Esta doble vertiente que adquiere el título trae consigo aspectos negativos y positivos. Por un lado, se pierde la armonía entre la narrativa que desarrollan los elementos audiovisuales, y la narrativa que se desprende de cada puzle. Dan la impresión de caminar por separado, aunque permanezca siempre esa ligazón entre su atmósfera inquietante y la también turbadora sensación de que algo falla, de que el juego no reacciona a los impulsos del jugador. Por otro lado, el arco argumental principal se refuerza con una gran ambientación y fuerza visual: los escenarios que en principio pudiesen parecer postales maniqueas de lo que Booming Buds entiende por el terror o lo siniestro, adquieren otras connotaciones más interesantes con la revelación final. Esa complejidad hace que Calendula resulte enigmático cuando menos, con todo ese surrealismo fantástico acompañándonos en los menús asépticos y nuestras incursiones fuera del escenario principal.

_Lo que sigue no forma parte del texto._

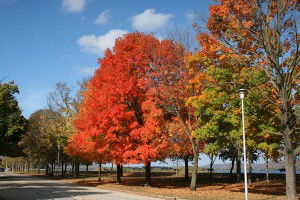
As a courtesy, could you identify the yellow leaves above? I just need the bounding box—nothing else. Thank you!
[244,21,253,28]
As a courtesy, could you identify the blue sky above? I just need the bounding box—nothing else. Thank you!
[0,0,210,117]
[0,0,264,165]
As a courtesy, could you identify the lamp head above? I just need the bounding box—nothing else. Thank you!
[238,89,247,99]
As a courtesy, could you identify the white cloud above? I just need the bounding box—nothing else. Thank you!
[94,10,111,25]
[79,67,97,76]
[62,0,87,13]
[131,9,173,32]
[19,88,49,118]
[77,29,128,54]
[184,11,197,21]
[0,0,18,5]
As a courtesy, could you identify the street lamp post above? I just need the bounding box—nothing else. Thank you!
[238,89,248,200]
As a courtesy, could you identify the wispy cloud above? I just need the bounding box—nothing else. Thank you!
[0,0,19,6]
[79,67,97,76]
[130,9,173,32]
[19,89,49,118]
[94,10,111,25]
[184,10,197,22]
[77,29,128,54]
[62,0,87,13]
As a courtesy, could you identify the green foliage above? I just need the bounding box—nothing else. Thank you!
[0,82,26,156]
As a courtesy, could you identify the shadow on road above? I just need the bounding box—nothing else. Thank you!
[0,174,109,200]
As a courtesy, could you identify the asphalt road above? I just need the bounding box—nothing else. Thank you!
[0,172,159,200]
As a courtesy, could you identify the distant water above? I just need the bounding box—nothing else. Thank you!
[214,169,300,174]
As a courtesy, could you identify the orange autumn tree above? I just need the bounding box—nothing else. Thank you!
[200,0,300,200]
[69,33,188,184]
[142,40,204,190]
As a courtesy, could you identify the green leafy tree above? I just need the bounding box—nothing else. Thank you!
[0,81,26,156]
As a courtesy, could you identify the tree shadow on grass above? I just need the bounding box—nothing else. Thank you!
[74,173,300,200]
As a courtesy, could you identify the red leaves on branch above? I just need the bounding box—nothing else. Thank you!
[68,33,188,165]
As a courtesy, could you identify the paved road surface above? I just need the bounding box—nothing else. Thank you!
[0,172,159,200]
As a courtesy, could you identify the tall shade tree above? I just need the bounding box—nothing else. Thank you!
[201,0,300,200]
[20,110,58,173]
[0,81,26,157]
[75,33,188,184]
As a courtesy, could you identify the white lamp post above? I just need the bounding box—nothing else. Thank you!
[238,89,248,200]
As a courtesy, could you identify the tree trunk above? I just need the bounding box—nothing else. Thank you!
[190,152,199,191]
[74,160,80,178]
[284,135,299,200]
[266,157,270,182]
[50,163,54,176]
[184,156,190,181]
[244,150,252,185]
[280,99,299,200]
[209,156,214,180]
[236,147,242,182]
[98,163,101,182]
[230,157,235,176]
[117,164,121,184]
[46,163,49,175]
[38,159,41,174]
[64,162,68,175]
[110,162,114,173]
[61,162,65,177]
[120,165,124,177]
[145,162,151,186]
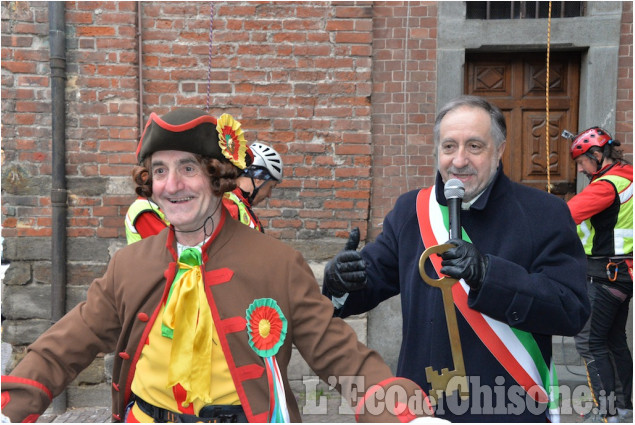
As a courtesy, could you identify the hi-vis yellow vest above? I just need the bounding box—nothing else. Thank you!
[126,198,170,245]
[578,175,633,256]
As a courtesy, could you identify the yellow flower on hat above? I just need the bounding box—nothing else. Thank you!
[216,114,248,170]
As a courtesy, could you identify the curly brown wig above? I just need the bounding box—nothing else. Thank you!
[132,154,241,198]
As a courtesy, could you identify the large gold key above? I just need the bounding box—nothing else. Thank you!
[419,244,469,401]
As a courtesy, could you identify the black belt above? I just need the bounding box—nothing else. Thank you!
[135,396,247,423]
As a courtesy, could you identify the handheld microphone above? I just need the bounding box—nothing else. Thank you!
[443,179,465,239]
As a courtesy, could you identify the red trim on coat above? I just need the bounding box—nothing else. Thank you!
[203,272,268,422]
[2,375,53,400]
[0,391,11,409]
[123,284,170,406]
[219,316,247,334]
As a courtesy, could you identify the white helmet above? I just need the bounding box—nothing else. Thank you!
[249,143,282,182]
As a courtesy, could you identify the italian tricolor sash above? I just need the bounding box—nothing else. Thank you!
[417,186,559,422]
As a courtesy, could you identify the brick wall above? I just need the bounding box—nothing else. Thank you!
[615,1,633,163]
[1,1,633,405]
[368,2,437,239]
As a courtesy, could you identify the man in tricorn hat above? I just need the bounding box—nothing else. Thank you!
[2,108,442,422]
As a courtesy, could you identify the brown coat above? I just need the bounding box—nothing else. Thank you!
[2,210,428,422]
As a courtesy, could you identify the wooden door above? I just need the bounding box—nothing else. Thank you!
[465,52,580,199]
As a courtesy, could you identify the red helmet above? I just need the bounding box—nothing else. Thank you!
[571,127,611,159]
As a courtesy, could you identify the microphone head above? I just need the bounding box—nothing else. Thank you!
[443,179,465,199]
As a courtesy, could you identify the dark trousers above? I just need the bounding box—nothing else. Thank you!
[575,276,633,416]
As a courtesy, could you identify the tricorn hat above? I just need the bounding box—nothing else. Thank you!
[137,108,253,169]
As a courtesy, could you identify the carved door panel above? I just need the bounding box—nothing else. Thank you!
[465,52,580,199]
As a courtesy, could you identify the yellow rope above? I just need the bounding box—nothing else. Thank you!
[545,2,551,193]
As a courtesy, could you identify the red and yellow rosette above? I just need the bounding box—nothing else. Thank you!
[246,298,289,423]
[216,114,249,170]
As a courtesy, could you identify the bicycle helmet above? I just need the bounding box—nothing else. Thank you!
[249,143,282,182]
[571,127,613,159]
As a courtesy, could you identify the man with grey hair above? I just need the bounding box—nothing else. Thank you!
[323,96,589,422]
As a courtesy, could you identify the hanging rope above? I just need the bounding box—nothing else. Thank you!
[545,2,551,193]
[403,1,410,192]
[205,1,214,112]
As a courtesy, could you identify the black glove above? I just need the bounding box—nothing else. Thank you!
[323,227,366,298]
[441,239,488,291]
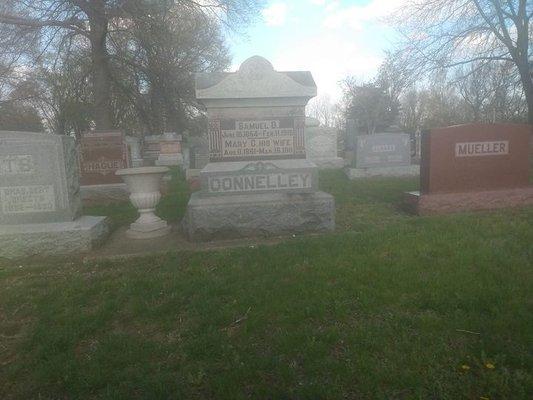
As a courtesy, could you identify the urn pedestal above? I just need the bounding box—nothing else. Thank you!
[116,167,170,239]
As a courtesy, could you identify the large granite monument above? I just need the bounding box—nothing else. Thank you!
[0,131,107,258]
[406,124,533,214]
[184,56,335,240]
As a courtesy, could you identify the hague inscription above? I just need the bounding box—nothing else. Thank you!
[455,140,509,157]
[209,117,305,159]
[80,132,129,185]
[82,157,125,175]
[0,154,35,175]
[0,185,56,214]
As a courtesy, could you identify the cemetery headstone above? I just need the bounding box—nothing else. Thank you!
[305,117,344,168]
[155,132,183,166]
[0,131,107,258]
[406,124,533,214]
[185,56,334,240]
[347,133,419,179]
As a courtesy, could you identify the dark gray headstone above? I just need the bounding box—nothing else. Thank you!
[0,131,81,225]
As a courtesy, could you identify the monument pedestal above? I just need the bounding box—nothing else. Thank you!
[404,187,533,215]
[0,215,109,258]
[184,56,336,240]
[184,159,335,240]
[184,192,335,240]
[345,165,420,179]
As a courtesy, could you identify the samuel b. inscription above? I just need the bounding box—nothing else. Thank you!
[0,185,56,214]
[209,117,305,160]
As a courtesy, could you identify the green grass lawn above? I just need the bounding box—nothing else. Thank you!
[0,172,533,400]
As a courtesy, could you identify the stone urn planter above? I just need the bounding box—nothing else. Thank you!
[116,167,170,239]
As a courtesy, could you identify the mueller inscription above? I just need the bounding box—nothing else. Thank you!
[455,140,509,157]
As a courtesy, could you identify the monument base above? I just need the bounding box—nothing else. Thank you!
[0,215,109,259]
[345,165,420,179]
[183,192,335,241]
[311,157,344,169]
[404,187,533,215]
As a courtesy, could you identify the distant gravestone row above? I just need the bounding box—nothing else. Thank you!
[305,117,344,169]
[346,133,419,179]
[0,57,533,258]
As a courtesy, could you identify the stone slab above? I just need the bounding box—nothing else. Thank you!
[80,131,130,185]
[0,131,81,225]
[80,183,130,205]
[312,157,346,169]
[404,187,533,215]
[184,192,335,241]
[345,165,420,179]
[420,124,533,194]
[355,133,411,168]
[200,159,318,195]
[0,215,109,259]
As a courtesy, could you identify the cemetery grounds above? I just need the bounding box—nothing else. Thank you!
[0,171,533,400]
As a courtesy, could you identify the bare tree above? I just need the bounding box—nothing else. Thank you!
[307,95,336,126]
[397,0,533,123]
[0,0,260,129]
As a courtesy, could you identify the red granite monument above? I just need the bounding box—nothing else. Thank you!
[406,124,533,214]
[80,132,129,185]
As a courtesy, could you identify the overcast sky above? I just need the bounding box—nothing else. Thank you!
[224,0,403,101]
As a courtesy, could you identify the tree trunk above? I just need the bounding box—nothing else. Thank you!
[88,2,114,130]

Calendula es un buen juego, pero no es el juego que esperaba. Eso no se lo puedo criticar, pero sí advertir. El título se ha comportado en mi cabeza como un verdadero camaleón, con prejuicios (positivos) antes de jugar por primera vez, buenas sensaciones después de probar su demo y, finalmente, con una sensación agridulce en esta versión final. En el debe queda esa puesta en escena contradictoria, que promete confusión y desorden y acaba por respetar casi todos los convencionalismos del género. Se trata de un juego de puzles bien armado, pero que en ocasiones no es todo lo sutil o todo lo transgresor que uno desearía. Incluso me ha sorprendido el desenlace final, que aporta unos matices muy significativos para terminar de entender la obra, pero que no deja apenas espacio para la interpretación. Una sorpresa, como digo, la de toparse con un final tan transparente después de una hora de información conscientemente borrosa, abrupta y desconcertante, y a la que quizá le hubiese hecho justicia una resolución menos definida o más enigmática. En el haber queda esa magnífica puesta en escena que recuerda a los universos de Darren Aronofsky y David Lynch, este último una de las referencias que se han esforzado por transmitir desde Blooming Buds Studio, como si esa habitación roja de menús fuese otra pesadilla más del director, en la linde entre la vigilia y el sueño, entre lo real y lo aparente.
Al final, Calendula es un buen primer intento, una digna ópera prima que ha intentado arriesgarse y transitar por los bordes de la habitual zona de confort de los estudios, con una empresa muy difícil de sacar adelante, con errores, pero también aciertos. Me pregunto qué hubiese sido de él si esta propuesta llegase en el segundo intento, con la ruptura de la cuarta pared agazapada y acechando al primer incauto que probase Calendula.